SUSE/SAPHanaSR

Install srHook

Closed this issue · 11 comments

According to HANA admin guide, it doesn't require a HANA restart to load srHook.

All scripts are loaded during the start up phase of the name server, alternatively, to avoid the need for a restart, run the following command to reload the scripts immediately:

hdbnsutil -reloadHADRProviders

However, if there is no replication synchronization status change event happens after reloading the srHook, the srHook attribute will not be created. If calling the systemReplicationStatus.py timeouts for whatever reason and the sync status is set to SFAIL.

Now if primary HANA crashes, the get_SRHOOK function will take the SFAIL status as the srHOOK attribute is never created, thus the RA prefers local HANA restart instead of failover. Am I understand it correctly?

The reason to open this issue is to confirm whether a HANA restart can be avoided when installing the srHook.

@cherrylegler

  1. We are restarting the SAP HANA Database to also check, if the database still starts properly. Your command is also fine, but then you need to check the trace files carefully that there are no load errors.
  2. If the Resource starts the RA sets SWAIT on the secondary side, because we do not know the last hook status as we could not replay the last matching SR event. For this purpose we are taking the polling attribute sync_state which is written during each monitor call. So sync_state fills the gab you have described.

Hope that helps a bit.
Best Fabian

Thanks Fabian. One more thought, can we explicitly create the srHook attribute if the sync state is SOK after reload the srHook?

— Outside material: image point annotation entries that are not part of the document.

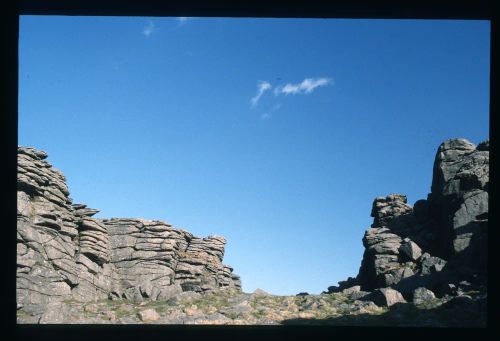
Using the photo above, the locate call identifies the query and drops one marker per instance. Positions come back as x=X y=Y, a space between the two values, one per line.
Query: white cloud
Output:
x=148 y=29
x=267 y=114
x=262 y=87
x=305 y=87
x=182 y=20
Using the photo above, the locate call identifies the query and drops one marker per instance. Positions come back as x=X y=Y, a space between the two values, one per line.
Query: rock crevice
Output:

crm_attribute -n hana_<sid>_site_srHook_<nodename> -v SOK -t crm_config -s SAPHanaSR

Is this a productive environment? Then I will be careful to bypass your official support provider. For test systems I would give your command a try, however it is never intended that this attribute is set by an admin. It could also cause an harmful takeover, if the SR would not be in sync and the primary would cash after that command. In the deep of the logs we could differ, if the admin or the HANA did set the attributes, but I do not like to get an official support to go that deep to the logs, if something goes wrong.

@cherrylegler BTW: what does SAPHanaSR-showAttr [--sid ] say in your case? Could you quote it here, if there is now confidential info? You could change the node names and virtual host names, if you like.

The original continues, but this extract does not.